After Jonathan asked me to quit my job, he called from work on the half hour to make sure I didn’t leave the house. The first thing I did when I got to the shelter a week ago was to see how it felt to be on his end of the line. He picked up the phone and said, “Eliza,” in a sad echo of a voice that made me want to get back on the bus and go home to him. He sometimes looked at me so hard it was as if I were the only thing in the world that he wanted. If he’d stared me into dust, I would have been grateful.
I dial his number, my old number, and the phone just rings and rings. My heart races — whenever he’s not there, I’m sure he’s killed himself, but as the counselors around here like to say, I’m projecting. Whenever he is home, I listen to him breathe for a while and then hang up.
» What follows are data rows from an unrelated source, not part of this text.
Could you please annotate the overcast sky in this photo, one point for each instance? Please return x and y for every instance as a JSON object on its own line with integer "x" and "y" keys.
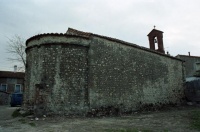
{"x": 128, "y": 20}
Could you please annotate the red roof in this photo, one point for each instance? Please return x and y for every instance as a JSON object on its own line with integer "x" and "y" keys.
{"x": 10, "y": 74}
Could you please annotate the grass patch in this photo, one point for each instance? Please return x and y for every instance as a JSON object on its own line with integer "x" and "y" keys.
{"x": 32, "y": 124}
{"x": 128, "y": 130}
{"x": 195, "y": 119}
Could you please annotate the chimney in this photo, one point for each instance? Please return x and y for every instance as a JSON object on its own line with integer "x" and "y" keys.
{"x": 15, "y": 68}
{"x": 156, "y": 37}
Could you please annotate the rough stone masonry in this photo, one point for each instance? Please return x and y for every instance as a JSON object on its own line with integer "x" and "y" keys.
{"x": 77, "y": 72}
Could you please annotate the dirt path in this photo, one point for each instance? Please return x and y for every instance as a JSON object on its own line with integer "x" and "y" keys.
{"x": 171, "y": 120}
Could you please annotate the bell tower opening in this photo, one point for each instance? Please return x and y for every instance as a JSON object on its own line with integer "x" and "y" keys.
{"x": 156, "y": 40}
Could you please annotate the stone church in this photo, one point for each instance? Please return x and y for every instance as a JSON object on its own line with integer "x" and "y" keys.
{"x": 76, "y": 72}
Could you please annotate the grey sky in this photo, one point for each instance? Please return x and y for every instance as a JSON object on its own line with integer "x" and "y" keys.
{"x": 128, "y": 20}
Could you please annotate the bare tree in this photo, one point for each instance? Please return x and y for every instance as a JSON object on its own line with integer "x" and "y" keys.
{"x": 16, "y": 47}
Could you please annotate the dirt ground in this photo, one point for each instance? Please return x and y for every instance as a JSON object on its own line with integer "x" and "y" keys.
{"x": 173, "y": 119}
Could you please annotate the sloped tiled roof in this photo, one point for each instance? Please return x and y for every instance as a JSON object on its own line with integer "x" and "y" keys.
{"x": 189, "y": 56}
{"x": 72, "y": 31}
{"x": 10, "y": 74}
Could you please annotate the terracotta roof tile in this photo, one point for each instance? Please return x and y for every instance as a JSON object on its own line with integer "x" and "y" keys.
{"x": 10, "y": 74}
{"x": 77, "y": 32}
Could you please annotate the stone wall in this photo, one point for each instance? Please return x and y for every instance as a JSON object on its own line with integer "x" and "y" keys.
{"x": 129, "y": 78}
{"x": 70, "y": 74}
{"x": 60, "y": 71}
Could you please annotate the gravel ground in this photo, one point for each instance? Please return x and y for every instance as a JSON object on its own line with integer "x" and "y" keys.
{"x": 174, "y": 119}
“So is someone going to do something about this tree?” Mary asks, waving her knife. Impatience is Mary’s natural tone of voice. In the corner of the lounge, the trashbag filled with ornaments wrapped in paper towels sits next to the artificial tree, which still doesn’t have its top put on. The ornaments are mostly glass Christmas balls, green and red, with a few handmade ornaments like the round, smooth, cross-cut piece of wood with MERRY CHRISTMAS MOM, LOVE, PETE ’99 painted in alternating blue and purple letters. None of us know who Pete is, and no one hazards a guess because it is an unspoken rule that the immediacy of life here does not allow for questions that travel backward.
Lindy walks into the lounge like the ringmaster at a circus, capturing our attention with the possibilities of what she might do next. Last night she showed us how to shake quarters out of the soda machine, rocking it with hands braced on either side of its frame as if she were reprimanding it. She throws a shrink-wrapped cupcake at Mary and a bag of chips at me.
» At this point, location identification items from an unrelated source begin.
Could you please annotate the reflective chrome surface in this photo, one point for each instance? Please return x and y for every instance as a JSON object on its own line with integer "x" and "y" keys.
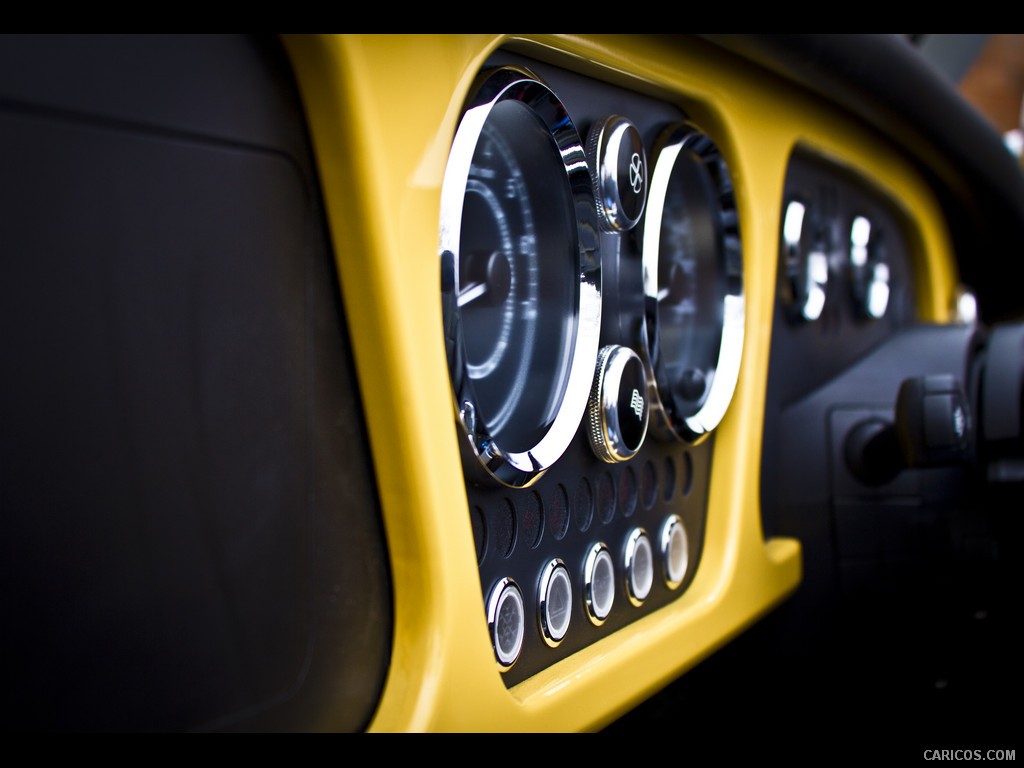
{"x": 694, "y": 306}
{"x": 506, "y": 622}
{"x": 619, "y": 406}
{"x": 520, "y": 275}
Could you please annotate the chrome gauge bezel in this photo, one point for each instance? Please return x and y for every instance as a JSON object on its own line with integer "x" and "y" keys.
{"x": 520, "y": 467}
{"x": 726, "y": 314}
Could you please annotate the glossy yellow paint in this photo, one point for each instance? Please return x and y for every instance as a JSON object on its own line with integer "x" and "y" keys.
{"x": 382, "y": 112}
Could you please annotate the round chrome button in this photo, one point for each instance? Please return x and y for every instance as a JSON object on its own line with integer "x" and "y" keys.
{"x": 639, "y": 566}
{"x": 806, "y": 260}
{"x": 615, "y": 154}
{"x": 506, "y": 621}
{"x": 599, "y": 584}
{"x": 555, "y": 602}
{"x": 675, "y": 550}
{"x": 619, "y": 407}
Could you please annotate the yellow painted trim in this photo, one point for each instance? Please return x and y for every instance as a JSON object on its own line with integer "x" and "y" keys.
{"x": 382, "y": 112}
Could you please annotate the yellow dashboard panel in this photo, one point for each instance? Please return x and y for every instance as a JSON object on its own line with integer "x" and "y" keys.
{"x": 508, "y": 383}
{"x": 383, "y": 111}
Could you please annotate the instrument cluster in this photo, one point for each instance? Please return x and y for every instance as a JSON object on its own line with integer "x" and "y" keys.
{"x": 592, "y": 288}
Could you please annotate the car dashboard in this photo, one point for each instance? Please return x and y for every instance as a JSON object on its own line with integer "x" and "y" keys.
{"x": 505, "y": 383}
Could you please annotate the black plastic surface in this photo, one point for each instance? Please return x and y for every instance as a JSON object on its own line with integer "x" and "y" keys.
{"x": 582, "y": 501}
{"x": 192, "y": 539}
{"x": 884, "y": 81}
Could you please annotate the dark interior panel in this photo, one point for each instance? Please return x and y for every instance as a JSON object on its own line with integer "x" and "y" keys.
{"x": 190, "y": 534}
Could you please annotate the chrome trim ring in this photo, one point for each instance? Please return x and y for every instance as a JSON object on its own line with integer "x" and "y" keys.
{"x": 675, "y": 551}
{"x": 555, "y": 602}
{"x": 599, "y": 584}
{"x": 694, "y": 414}
{"x": 619, "y": 409}
{"x": 619, "y": 163}
{"x": 520, "y": 465}
{"x": 639, "y": 562}
{"x": 506, "y": 622}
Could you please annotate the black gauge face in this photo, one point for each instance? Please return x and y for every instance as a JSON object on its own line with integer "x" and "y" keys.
{"x": 691, "y": 286}
{"x": 693, "y": 301}
{"x": 517, "y": 276}
{"x": 520, "y": 276}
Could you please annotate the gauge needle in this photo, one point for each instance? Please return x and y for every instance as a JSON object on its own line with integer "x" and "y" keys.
{"x": 496, "y": 283}
{"x": 471, "y": 293}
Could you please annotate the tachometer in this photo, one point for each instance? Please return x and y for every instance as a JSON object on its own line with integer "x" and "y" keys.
{"x": 520, "y": 275}
{"x": 693, "y": 289}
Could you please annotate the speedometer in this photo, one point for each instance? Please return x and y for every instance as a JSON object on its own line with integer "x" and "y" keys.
{"x": 520, "y": 276}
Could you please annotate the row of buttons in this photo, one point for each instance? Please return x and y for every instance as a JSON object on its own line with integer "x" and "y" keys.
{"x": 506, "y": 607}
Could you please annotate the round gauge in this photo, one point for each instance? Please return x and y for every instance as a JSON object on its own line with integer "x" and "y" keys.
{"x": 520, "y": 275}
{"x": 693, "y": 288}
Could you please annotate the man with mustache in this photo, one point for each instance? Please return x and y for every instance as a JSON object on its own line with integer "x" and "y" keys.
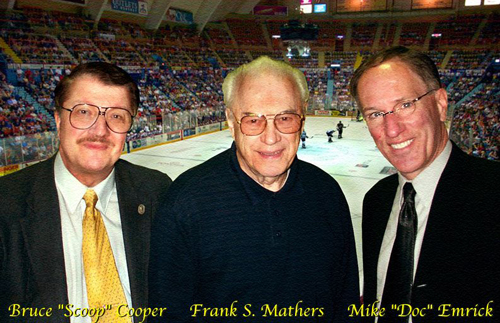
{"x": 74, "y": 230}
“Hey, watch the nails,” Mary says, brushing the cupcake off the couch as if it were an insect.
“What?” I ask. “No dip?”
“What are you going to do about the tree?” Lindy asks, looking at Mary. Mary’s voice has a tendency to carry throughout the shelter, but even if it didn’t, Lindy hears everything. It’s a sense she fine-tuned over the years with her on-again, off-again cop boyfriend who works for the border patrol in Nogales.
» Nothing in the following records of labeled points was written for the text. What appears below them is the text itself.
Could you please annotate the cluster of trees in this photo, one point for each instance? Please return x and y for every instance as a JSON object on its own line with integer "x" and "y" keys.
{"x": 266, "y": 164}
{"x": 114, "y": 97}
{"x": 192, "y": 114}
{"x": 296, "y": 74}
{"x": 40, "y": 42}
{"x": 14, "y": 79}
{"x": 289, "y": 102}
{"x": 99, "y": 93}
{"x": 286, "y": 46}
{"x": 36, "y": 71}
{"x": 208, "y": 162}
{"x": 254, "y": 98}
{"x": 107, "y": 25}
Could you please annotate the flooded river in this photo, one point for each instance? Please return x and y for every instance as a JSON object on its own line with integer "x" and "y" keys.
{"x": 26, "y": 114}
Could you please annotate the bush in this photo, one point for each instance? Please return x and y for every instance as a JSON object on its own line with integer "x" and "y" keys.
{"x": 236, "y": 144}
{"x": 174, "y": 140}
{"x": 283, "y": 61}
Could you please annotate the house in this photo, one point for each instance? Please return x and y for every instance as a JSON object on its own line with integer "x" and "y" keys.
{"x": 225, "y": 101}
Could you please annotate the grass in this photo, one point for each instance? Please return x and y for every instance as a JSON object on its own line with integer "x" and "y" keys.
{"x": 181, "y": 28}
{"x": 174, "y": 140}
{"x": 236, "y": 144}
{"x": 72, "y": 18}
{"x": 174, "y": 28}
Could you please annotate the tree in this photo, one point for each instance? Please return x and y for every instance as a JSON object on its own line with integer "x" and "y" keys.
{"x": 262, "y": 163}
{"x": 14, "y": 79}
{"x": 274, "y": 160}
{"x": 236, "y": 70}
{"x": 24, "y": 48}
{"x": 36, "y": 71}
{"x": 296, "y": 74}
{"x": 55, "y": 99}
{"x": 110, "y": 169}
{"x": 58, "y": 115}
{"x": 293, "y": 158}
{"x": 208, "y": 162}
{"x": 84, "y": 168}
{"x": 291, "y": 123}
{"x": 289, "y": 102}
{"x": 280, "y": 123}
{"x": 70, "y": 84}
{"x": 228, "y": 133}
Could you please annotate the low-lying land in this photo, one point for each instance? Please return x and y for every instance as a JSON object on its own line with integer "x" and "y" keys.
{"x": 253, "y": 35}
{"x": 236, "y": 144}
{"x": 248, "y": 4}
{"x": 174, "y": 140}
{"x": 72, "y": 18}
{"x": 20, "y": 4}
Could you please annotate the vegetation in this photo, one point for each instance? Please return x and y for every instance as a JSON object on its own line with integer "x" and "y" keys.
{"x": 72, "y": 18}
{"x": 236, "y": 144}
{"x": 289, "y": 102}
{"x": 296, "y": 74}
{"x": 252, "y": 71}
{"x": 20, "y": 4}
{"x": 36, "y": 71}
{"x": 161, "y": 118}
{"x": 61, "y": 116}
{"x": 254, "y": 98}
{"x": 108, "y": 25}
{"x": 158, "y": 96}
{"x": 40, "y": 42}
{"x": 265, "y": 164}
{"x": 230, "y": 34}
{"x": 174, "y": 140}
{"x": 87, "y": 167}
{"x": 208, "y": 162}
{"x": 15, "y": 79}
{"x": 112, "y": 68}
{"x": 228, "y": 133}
“Yeah, right,” Mary says. “Merry fucking Christmas.”
“What happened with the police this afternoon?” I ask Lindy. Lindy was caught shoplifting earlier today — a container of dental floss she could have gotten from the shelter.
“Wouldn’t you know I’d get caught stealing something useful,” Lindy says. “He said he’d go easy on me because my life was such a mess. I think he was just disappointed to find out I’m legal. I know my boyfriend was.” Lindy’s half Mexican, and her boyfriend liked to threaten her with deporting her mother, originally from Hermosillo and now living in California. Lindy’s father, who abandoned the family when Lindy was born, is white, born and raised in Iowa, like my parents. My own parents are both dead of natural causes, having lived substantial lives. Their deaths were shocking and shockingly unremarkable.